Bir müddet sonra kervan halkından birkaç kişi arasında endişe başlamış ve deveyi, parasını almadan verdiklerinden pişmanlık duymuşlardı.
Kervanın içinden bir kadın:
Üzülmeyin, bu havalide bu kadar nur yüzlü bir adam görmedik, böyle bir adam yalan söyleyip, bizi aldatmaz demiş, kervan halkını teskin etmişti.

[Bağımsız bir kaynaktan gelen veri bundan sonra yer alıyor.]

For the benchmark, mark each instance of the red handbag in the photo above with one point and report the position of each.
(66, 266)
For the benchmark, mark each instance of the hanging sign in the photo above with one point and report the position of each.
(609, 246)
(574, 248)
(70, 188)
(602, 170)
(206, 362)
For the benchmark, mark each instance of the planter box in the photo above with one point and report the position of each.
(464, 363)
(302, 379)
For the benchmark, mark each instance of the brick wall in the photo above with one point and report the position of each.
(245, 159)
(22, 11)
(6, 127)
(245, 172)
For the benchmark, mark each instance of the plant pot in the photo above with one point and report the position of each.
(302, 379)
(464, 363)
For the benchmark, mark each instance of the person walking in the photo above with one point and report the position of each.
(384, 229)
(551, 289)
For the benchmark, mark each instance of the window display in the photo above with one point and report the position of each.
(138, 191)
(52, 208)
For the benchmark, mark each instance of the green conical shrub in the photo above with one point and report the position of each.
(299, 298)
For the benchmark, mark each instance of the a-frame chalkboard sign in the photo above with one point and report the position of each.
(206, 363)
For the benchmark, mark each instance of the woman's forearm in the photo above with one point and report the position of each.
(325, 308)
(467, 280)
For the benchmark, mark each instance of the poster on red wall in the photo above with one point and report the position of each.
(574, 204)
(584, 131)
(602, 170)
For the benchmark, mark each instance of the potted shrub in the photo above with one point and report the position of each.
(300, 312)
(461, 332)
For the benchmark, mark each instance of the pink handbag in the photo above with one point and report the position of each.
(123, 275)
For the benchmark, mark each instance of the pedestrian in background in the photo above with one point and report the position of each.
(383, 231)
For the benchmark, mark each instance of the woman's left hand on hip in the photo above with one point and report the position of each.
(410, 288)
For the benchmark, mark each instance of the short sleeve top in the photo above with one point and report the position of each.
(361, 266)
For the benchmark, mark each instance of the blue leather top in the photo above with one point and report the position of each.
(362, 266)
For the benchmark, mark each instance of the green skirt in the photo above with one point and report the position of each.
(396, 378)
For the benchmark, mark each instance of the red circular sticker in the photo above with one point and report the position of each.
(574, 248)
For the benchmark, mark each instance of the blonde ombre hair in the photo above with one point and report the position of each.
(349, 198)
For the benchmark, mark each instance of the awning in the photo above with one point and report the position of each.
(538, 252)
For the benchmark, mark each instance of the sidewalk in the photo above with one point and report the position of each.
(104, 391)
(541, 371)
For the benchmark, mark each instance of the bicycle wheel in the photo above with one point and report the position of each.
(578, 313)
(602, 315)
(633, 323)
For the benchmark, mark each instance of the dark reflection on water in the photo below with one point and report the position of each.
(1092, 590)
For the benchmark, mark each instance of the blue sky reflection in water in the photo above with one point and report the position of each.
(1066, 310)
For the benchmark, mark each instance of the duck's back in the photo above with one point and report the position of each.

Akşam üzeri Resul-i Ekrem (sav) devenin parasıyla birlikte kervanın yiyeceğini ve içeceğini de göndermişti.
***
ÖZ MAL VE HESAP
Kendi ayıbını görmeyip de başkalarının kusurunu arayan, gönlüne cimrilik tohumu saçtığı halde cömertlik uman, ahlakı ile halkı hoşnut etmeyen kimsenin, Allah katında hiçbir değeri yoktur. Allah yolunda ne verirsen, öz malın odur. Geri kalanın hesabı vardır.
— Feridüddin Attar
***
ŞEYTANA NEDEN İBLİS DENİYOR?
İblis, şeytanın ismi değil, içine düştüğü açmazı en güzel biçimde ifade eden sıfatıdır. El-İblâs, “belânın şiddeti karşısında düş kırıklığına uğrayarak umutsuzluğa kapılmak” anlamına gelir (Rağıp). Kur’an’da kelime bu anlamda kullanılmıştır (6:44; 30:12, 49). Zira onu iblisleştiren, umutsuzluktur. Allah’la ilişkisinin anlatıldığı yerlerde İblis, Âdem’le ilişkisinin anlatıldığı yerlerde Şeytan olarak anılır. Sözün özü: Allah’tan umut kesmek, insanı iblisleştirir.
***
İLAHİ HİKMETİN YOLU
“Denize atılan her şişe bir kitap. Asırlar, kumsalda oynayan birer çocuk. İçine gönlünü boşalttığın bir şişeyi, belki açarlar, belki açmazlar...”
— Cemil Meriç
***
7 ÇOCUK, 1 TEORİ
“Anne olmadan önce nasıl çocuk yetiştirileceği konusunda yüz tane teorim vardı. Şimdi yedi çocuğum ve bir teorim var. Onları sevin, özellikle de hak etmedikleri zaman.”
— Kate Samperi
***
YEMEĞİN SIRASI
“Yemeği sıraya koymak, (mideyi yumuşatmak için)-varsa-meyveyi önce koymak. Tıbbi bakımdan bu daha doğrudur. Çünkü hazmı daha kolaydır. Kur’an-ı Kerim’de bu tertibe riayet edilerek "Tercih ettikleri meyvelerden ve canları arzu ettiği kuş etlerinden (yerler)." (Vakıa, 20-21) buyrulmuştur ve meyve, et üzerine takdim edilmiştir.”